Шпион, которого звали Чарли Паркер - страница 2



– Мы – Империя, мы – британцы…

– Когда мы уйдем, Индия погрязнет в склоках. Эти макаки, здешние феодальные князьки тотчас перегрызутся друг с дружкой…

– Заполыхает война, будет глад и мор… Придет чума… Города опустеют…

– Позвольте заметить, господа, настанет форменный конец света, апокалипсис…

– Индия сгинет, распадется на части. Останется в легендах и мифах. Разделит судьбу Атлантиды…

– И вот тогда эти дикари приползут к нам на брюхе умоляя вернуться…

– Позвольте заметить, господа, конец света уже близок…

– Да, что вы господа, все о политике, да о политике. Дамы скучают…

– А давайте петь романсы Вертинского!

– А давайте! Только, сперва, исключительно ради тонуса, хороший глоток бренди.

– Прозит! – говорит полковник Хопкинс, поднимая широкий стакан.

Как и ныне полковник крепок и в меру упитан и так же пронзительно сверкает стеклышко монокля в глазу, только виски не припорошены еще сединой и вместо неброского и словно бы пыльного штатского костюма на нем в тот вечер сидит, как влитой, парадный мундир колониальных войск с аксельбантами и орденами. Гости поднимаются из-за стола. Звенят бокалы. Красноватый свет ламп дробится в хрустале. Над крышей особняка, в пыльном индийском небе вселенским костром догорает эпоха.

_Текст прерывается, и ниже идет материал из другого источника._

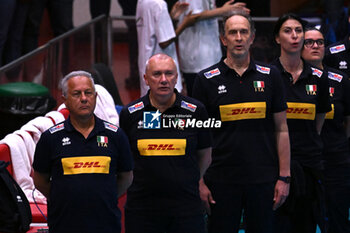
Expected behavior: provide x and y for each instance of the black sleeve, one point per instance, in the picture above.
(42, 154)
(125, 159)
(279, 100)
(123, 118)
(204, 134)
(346, 96)
(323, 102)
(198, 91)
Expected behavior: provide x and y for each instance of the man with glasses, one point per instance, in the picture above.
(337, 56)
(335, 131)
(250, 168)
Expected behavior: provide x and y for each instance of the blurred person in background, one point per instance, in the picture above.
(335, 133)
(308, 102)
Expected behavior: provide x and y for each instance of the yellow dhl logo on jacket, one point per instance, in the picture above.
(161, 147)
(86, 165)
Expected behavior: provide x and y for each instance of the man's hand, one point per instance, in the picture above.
(205, 195)
(178, 9)
(229, 6)
(281, 194)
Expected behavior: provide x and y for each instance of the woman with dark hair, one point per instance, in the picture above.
(335, 134)
(308, 102)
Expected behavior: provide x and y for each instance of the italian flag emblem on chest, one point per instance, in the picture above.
(102, 141)
(259, 86)
(311, 89)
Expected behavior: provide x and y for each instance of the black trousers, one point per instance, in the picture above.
(231, 199)
(150, 223)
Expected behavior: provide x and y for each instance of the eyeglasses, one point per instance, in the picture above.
(309, 43)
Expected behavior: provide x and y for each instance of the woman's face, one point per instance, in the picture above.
(291, 36)
(313, 50)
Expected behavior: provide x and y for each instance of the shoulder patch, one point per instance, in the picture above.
(110, 126)
(335, 76)
(212, 73)
(56, 128)
(337, 48)
(263, 69)
(317, 72)
(136, 107)
(188, 106)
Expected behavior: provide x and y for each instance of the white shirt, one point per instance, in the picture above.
(199, 45)
(154, 26)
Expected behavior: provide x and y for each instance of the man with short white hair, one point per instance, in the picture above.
(83, 164)
(170, 155)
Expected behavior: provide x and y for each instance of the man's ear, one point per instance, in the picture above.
(223, 40)
(277, 39)
(145, 78)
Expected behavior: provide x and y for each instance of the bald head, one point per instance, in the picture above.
(161, 75)
(159, 57)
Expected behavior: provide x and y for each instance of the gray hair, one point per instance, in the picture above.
(162, 56)
(240, 13)
(72, 74)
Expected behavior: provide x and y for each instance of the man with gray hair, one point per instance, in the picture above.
(83, 164)
(251, 156)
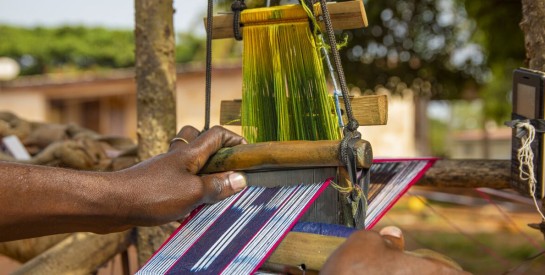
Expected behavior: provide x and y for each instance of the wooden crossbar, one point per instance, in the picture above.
(344, 16)
(368, 110)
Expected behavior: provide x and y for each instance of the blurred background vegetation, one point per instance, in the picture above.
(458, 55)
(439, 49)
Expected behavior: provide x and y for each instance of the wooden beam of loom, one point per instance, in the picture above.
(285, 154)
(344, 16)
(368, 110)
(304, 248)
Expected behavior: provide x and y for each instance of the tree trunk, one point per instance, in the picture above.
(468, 174)
(533, 27)
(156, 86)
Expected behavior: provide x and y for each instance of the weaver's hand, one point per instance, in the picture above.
(369, 252)
(166, 187)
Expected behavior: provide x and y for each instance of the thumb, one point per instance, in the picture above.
(222, 185)
(393, 237)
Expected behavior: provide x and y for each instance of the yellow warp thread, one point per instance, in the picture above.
(285, 94)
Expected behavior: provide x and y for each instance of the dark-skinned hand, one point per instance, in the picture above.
(370, 252)
(39, 200)
(166, 187)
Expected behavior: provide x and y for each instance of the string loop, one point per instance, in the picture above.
(525, 156)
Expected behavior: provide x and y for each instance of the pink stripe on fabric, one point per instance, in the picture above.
(202, 233)
(431, 162)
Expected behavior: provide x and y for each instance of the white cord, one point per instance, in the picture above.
(526, 158)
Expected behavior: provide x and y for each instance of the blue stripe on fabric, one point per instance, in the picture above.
(236, 240)
(325, 229)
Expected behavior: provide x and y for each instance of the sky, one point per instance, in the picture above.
(104, 13)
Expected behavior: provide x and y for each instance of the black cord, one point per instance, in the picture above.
(237, 7)
(353, 124)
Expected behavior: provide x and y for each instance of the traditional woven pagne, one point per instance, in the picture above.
(235, 235)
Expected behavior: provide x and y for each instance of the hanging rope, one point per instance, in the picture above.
(209, 22)
(525, 156)
(350, 131)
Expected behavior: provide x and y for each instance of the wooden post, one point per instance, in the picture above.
(156, 105)
(533, 27)
(80, 253)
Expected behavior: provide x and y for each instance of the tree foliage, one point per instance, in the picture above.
(41, 50)
(421, 44)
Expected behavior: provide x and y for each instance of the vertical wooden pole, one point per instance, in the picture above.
(156, 87)
(533, 27)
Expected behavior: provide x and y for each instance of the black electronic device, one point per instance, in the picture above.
(528, 105)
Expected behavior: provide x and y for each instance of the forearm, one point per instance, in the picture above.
(38, 200)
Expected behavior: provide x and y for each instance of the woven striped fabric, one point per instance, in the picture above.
(390, 179)
(235, 235)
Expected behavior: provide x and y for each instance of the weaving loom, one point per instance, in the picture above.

Моя мать проходит сквозь отворенные окна в гостиную, садится за рояль и наигрывает, напевает в полголоса романсы Вертинского. Смеркается. Возле ламп кружатся мотыльки и бьются о стекло. Кимбол О’ Хара, мой отец, без кителя и с банджо в руках, присаживается на ступеньки веранды. Печальные песенки Вертинского позабыты. У отца густой сочный голос, и он поет неприличные куплеты. Рядом с ним, обняв отца за плечо, сидит полковник Хопкинс. Похоже, они закадычные друзья. Гости уже изрядно напились, все хохочут и отплясывают джигу. За забором, потревоженный неурочным шумом, трубит соседский слон. Потом все идут на речку купаться, а мама остается дома, она неважно себя чувствует. Она бледна.

В тот вечер, сидя в кустах рододендрона и внимая звукам чужого веселья, я с отчетливой тоской понял, что мне не унаследовать царства, никогда не войти в этот сверкающий мир, не быть таким элегантным, ловким и веселым, как отец, и таких друзей, как полковник Хопкинс у меня тоже не будет. Когда гости ушли купаться, я вылез из кустов и вошел в дом. Там в гостиной, в кресле, подле рояля сидела моя мать, укрывшись от ночной прохлады вязаным пледом. Мать молча погладила меня по голове и поднялась, чтобы затворить окна. Она сделала только шаг, как ноги у нее подломились, и она, потеряв сознание, упала на пол. Той же ночью она умерла от холеры… Нет-нет, перебиваю я сам себя, такого не могло быть. Моя мать умерла от холеры в Фирозупре, это правда, я теперь отчетливо это припоминаю. Только она, должно быть, долго болела, и были тоскливые пепельные вечера, и нехорошая тишина в комнатах, и этот доктор со смешными, будто бы нарисованными усами, неслышно идущий по глянцевому коридору к светлому прямоугольнику отворенный двери. Все это было, только я этого не помню, а помню именно так. Тот золотой и лиловый вечер и пустота в доме и оглушительный треск цикад, и жирные ночные мотыльки вьющиеся вокруг ламп, и, как мать, придерживая шаль одной рукой, поднимается с кресла, делает шаг, и у нее подламываются ноги…


– Может, ты встречал моего отца? – спрашиваю я проводника-метиса. – Он тоже работал проводником на Синдо-Пенджабо-Делийской дороге!